Depuis la crise sanitaire, « on constate une modification totale de l’évolution de l’emploi salarié », entre le 4e sanitaire 2019 et 2e trimestre 2021. « Le phénomène d’hyper-métropolisation disparaît ». Parmi les plus fortes baisses, on constate la présence de départements franciliens. Le département de la Haute-Garonne, en forte dynamique lors de la dernière décennie, est aussi inférieur à la dynamique nationale, de + 0,6 %. « Parmi les plus fortes croissances, on constate des départements ruraux, notamment de l’ouest et du sud », relève le géographe. Même la Lozère bénéficie de cette croissance, liée « au phénomène d’exode urbain ». L’arrivée de nouveaux habitants, favorisée par le télétravail, entraine la création de nouveaux emplois dans les territoires.
Mais le département français qui enregistre la plus forte baisse de l’emploi salarié depuis le début de la crise est le Territoire de Belfort, avec – 3,6 %, passant de 50 500 emplois à 48 700. Le Doubs est aussi dans le wagon de queue avec une chute de 1,9 %. En 18 mois, le Territoire de Belfort a perdu autant d’emplois salariés qu’en neuf ans.
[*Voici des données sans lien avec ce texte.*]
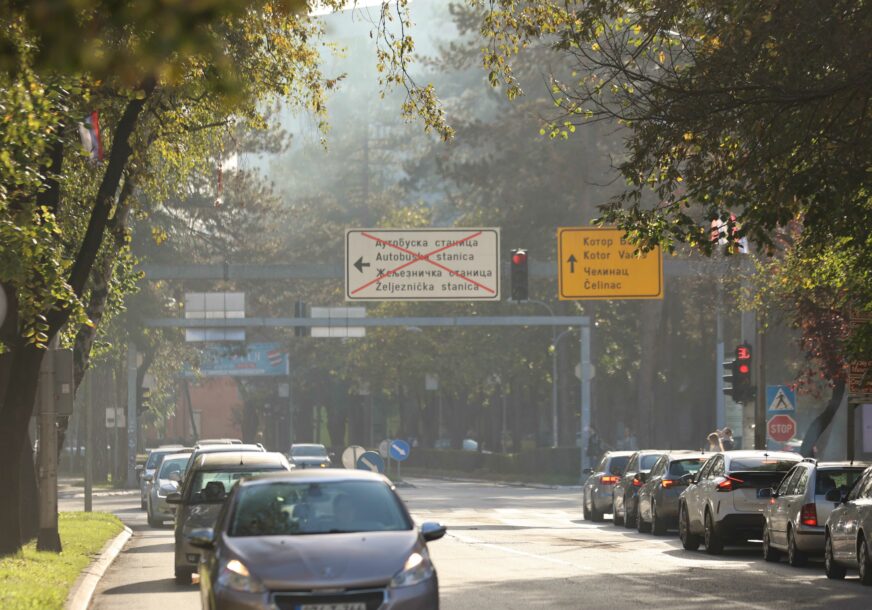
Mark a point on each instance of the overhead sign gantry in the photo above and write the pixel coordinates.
(422, 264)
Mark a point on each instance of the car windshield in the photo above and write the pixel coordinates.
(296, 509)
(174, 465)
(648, 461)
(213, 486)
(679, 468)
(761, 464)
(842, 479)
(315, 451)
(618, 464)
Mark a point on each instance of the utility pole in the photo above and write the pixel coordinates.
(89, 441)
(48, 539)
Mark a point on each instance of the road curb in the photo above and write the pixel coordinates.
(84, 587)
(497, 483)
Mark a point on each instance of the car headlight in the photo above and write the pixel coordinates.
(234, 575)
(417, 569)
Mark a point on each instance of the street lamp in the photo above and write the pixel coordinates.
(552, 349)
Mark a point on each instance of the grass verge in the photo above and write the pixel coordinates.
(33, 579)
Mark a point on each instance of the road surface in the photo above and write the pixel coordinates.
(519, 548)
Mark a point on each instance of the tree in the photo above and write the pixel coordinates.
(757, 116)
(160, 111)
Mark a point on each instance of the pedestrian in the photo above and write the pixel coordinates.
(714, 440)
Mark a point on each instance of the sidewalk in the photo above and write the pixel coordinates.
(68, 489)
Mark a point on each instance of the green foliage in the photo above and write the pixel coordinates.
(33, 579)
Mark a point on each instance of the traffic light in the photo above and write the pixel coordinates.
(301, 310)
(519, 274)
(738, 375)
(743, 390)
(144, 401)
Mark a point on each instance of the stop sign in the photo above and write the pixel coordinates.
(781, 428)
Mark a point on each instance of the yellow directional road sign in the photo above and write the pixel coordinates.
(598, 263)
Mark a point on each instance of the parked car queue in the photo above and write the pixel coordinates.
(265, 532)
(799, 507)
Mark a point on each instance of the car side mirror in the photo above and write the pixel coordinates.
(202, 538)
(432, 531)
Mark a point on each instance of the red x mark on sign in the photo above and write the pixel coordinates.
(427, 257)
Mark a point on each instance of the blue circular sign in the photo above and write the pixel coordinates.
(400, 450)
(372, 462)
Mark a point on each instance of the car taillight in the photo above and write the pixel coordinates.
(729, 483)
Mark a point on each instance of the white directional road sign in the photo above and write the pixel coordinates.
(422, 265)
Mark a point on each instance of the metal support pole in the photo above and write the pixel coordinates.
(585, 397)
(720, 404)
(48, 539)
(760, 402)
(89, 441)
(131, 415)
(554, 394)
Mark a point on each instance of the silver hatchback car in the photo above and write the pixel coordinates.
(206, 486)
(798, 509)
(319, 539)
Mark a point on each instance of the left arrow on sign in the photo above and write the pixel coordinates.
(359, 265)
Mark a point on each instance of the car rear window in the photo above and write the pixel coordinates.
(154, 458)
(648, 461)
(679, 468)
(761, 464)
(842, 479)
(211, 486)
(618, 463)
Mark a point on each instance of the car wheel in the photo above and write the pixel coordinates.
(834, 571)
(714, 544)
(615, 518)
(629, 518)
(595, 515)
(183, 575)
(864, 561)
(769, 553)
(658, 526)
(795, 557)
(689, 540)
(641, 526)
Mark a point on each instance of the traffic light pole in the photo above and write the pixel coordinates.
(760, 400)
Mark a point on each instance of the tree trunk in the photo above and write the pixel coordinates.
(821, 422)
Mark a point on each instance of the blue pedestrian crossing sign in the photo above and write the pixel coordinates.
(780, 399)
(372, 462)
(399, 450)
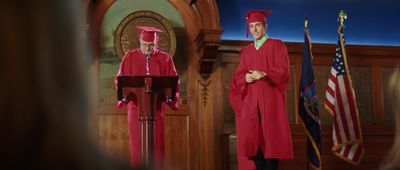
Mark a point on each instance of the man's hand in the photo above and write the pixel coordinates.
(254, 75)
(249, 78)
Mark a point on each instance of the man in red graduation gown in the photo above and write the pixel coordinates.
(147, 60)
(257, 96)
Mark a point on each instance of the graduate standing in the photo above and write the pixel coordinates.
(257, 96)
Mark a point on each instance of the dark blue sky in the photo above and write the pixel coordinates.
(370, 22)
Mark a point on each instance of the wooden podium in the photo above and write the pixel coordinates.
(147, 90)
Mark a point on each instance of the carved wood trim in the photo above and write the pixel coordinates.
(204, 91)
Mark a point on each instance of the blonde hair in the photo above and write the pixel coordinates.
(392, 159)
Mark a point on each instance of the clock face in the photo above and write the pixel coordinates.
(127, 35)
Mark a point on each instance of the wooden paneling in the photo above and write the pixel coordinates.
(114, 136)
(371, 67)
(176, 142)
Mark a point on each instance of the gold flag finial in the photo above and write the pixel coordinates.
(342, 16)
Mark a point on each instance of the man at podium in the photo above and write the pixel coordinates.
(147, 60)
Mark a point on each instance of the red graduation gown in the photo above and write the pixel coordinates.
(266, 96)
(134, 63)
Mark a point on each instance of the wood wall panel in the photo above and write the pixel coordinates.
(362, 84)
(177, 142)
(114, 136)
(387, 108)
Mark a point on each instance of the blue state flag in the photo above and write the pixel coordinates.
(308, 106)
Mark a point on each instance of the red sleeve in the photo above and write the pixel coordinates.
(279, 73)
(238, 87)
(174, 105)
(123, 70)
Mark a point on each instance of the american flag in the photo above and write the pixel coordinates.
(340, 101)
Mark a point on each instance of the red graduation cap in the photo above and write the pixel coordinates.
(148, 34)
(256, 16)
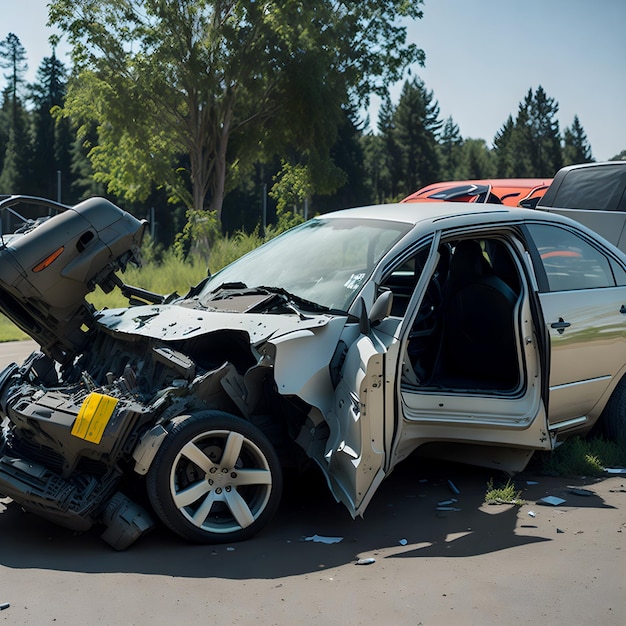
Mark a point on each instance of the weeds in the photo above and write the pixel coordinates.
(583, 457)
(504, 494)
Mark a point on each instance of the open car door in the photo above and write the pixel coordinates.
(356, 455)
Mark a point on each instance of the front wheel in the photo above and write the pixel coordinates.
(613, 418)
(216, 478)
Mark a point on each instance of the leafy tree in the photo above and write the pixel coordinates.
(189, 94)
(576, 148)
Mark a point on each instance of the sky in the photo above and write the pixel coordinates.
(482, 57)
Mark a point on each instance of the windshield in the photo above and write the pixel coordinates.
(324, 261)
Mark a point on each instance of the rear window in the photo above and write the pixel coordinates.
(592, 188)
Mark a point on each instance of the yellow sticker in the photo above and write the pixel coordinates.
(94, 415)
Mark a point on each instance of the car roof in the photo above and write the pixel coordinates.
(411, 213)
(508, 190)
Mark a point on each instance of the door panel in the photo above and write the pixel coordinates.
(588, 347)
(356, 453)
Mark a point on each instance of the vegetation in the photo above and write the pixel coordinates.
(583, 457)
(503, 494)
(171, 112)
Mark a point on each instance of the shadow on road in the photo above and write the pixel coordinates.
(404, 511)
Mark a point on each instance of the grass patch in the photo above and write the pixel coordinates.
(583, 457)
(503, 494)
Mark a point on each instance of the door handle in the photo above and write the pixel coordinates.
(560, 326)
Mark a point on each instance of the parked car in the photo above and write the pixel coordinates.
(353, 339)
(593, 194)
(509, 191)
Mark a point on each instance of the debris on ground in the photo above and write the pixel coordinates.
(453, 487)
(322, 539)
(551, 501)
(577, 491)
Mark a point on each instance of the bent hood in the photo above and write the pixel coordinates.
(172, 322)
(47, 269)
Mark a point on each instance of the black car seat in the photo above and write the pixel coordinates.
(478, 348)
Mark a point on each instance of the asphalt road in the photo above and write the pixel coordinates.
(479, 564)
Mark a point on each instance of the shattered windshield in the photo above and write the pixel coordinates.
(323, 261)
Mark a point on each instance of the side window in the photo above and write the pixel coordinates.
(403, 279)
(569, 261)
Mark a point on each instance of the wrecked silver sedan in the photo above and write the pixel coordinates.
(474, 334)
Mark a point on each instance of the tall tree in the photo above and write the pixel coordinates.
(52, 141)
(504, 150)
(188, 93)
(576, 148)
(531, 146)
(416, 127)
(547, 155)
(13, 58)
(450, 145)
(476, 160)
(14, 135)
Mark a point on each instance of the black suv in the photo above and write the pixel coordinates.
(593, 194)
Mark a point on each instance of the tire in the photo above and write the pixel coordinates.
(215, 479)
(613, 418)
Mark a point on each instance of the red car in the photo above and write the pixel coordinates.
(524, 192)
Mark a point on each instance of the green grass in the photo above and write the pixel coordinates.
(583, 457)
(163, 274)
(503, 494)
(168, 276)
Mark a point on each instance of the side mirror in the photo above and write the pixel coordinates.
(380, 310)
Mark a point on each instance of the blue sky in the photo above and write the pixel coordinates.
(482, 56)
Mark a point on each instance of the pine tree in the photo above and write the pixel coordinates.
(576, 148)
(450, 146)
(16, 140)
(52, 140)
(416, 128)
(547, 155)
(504, 152)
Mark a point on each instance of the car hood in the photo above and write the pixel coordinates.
(173, 322)
(49, 266)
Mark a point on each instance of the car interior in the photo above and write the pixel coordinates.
(464, 334)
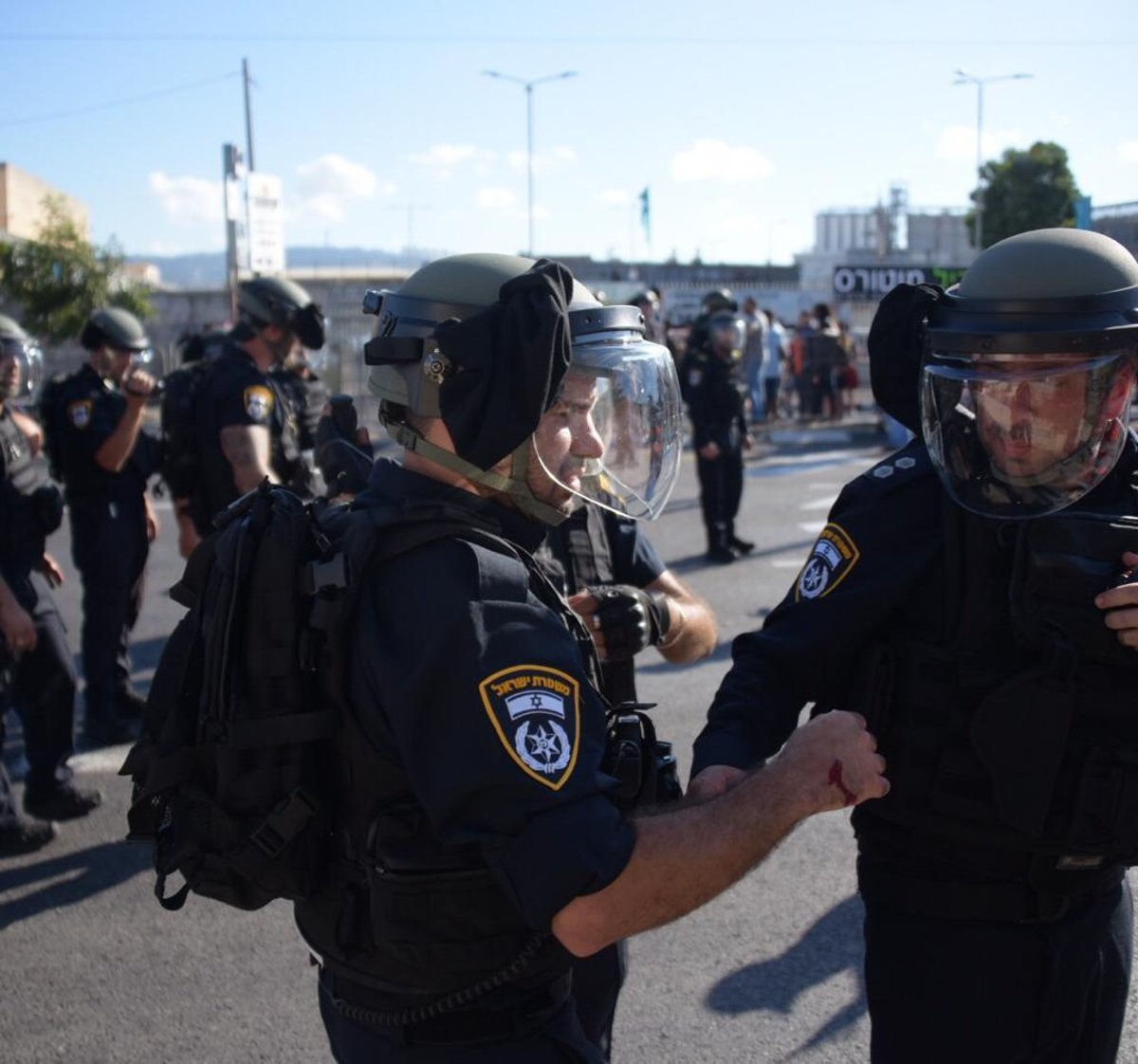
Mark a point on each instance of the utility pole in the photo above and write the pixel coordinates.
(248, 117)
(963, 78)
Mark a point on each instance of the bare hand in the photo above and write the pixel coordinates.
(51, 569)
(17, 627)
(138, 385)
(1121, 606)
(714, 780)
(836, 761)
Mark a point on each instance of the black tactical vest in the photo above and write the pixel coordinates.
(31, 505)
(402, 915)
(1017, 726)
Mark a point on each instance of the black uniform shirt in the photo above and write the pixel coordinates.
(236, 392)
(881, 536)
(90, 410)
(715, 395)
(483, 691)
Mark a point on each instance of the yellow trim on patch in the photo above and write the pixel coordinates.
(841, 541)
(572, 688)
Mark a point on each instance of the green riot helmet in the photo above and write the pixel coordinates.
(21, 362)
(490, 344)
(276, 301)
(1029, 368)
(718, 300)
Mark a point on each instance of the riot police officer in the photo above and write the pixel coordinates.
(35, 667)
(245, 426)
(481, 841)
(717, 404)
(96, 432)
(971, 596)
(612, 575)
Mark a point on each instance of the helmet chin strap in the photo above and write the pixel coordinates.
(515, 486)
Le territoire est « sur une mauvaise pente », remarque Laurent Charlard. Il n’a pas bénéficié, lors de la dernière décennie, des dynamiques de métropolisation, ni de l’exode urbain des derniers mois observe le géographe. « C’est lié à la désindustrialisation, mais il y a aussi une perte d’emplois dans le secteur tertiaire marchand et non marchand, donc cela touche tout le monde », analyse le géographe. Cela rejoint la dynamique de perte d’habitants constatée début 2021 (lire notre article). Le fait que le Territoire de Belfort soit l’un des territoires les plus touchés par la crise sanitaire, au printemps 2021, peut expliquer cette tendance. D’autres territoires de l’Est de la France ont aussi cette dynamique baissière depuis 2019, comme le Haut-Rhin, – 1,1 %, la Meuse avec – 1,3 % ou le Doubs, avec – 1,9 %. Cela joue sur l’image du territoire et dans la dynamique d’exode urbain ; on a moins envie d’aller dans les territoires où le virus a beaucoup circulé résume en substance Laurent Chalard.
« La crise n’a pas enclenché la dynamique de déclin, appuie-t-il. Par contre, elle l’accentue, alors que d’autres territoires, c’est l’inverse. » Et de poursuivre : « L’aire urbaine est l’un des grands perdants de la crise sanitaire pour le moment », observe-t-il. Il estime qu’il faut un « électrochoc » chez les élites. « Il y a un phénomène structurel et le risque est l’émergence d’un cercle vicieux », craint-il également. La chute de l’emploi industriel entraîne une chute des habitants et une réduction des commerces. Il invite « à ne pas sous-estimer » ce déclin et à interpeller l’État central avec ces données. Il pointe du doigt le manque de diversification du tissu économique. « Il ne faut pas se concentrer que sur un secteur. L’hydrogène, c’est bien, mais ce n’est pas le seul. » Cette situation lui fait dire qu’il faut surtout « placer » le nord Franche-Comté à l’échelle nationale en lui donnant une identité globale, que ce soit autour de la gouvernance que d’une identité perceptible à l’échelle nationale. Il redit l’importance de construire un territoire à l’échelle du nord Franche-Comté (lire notre article).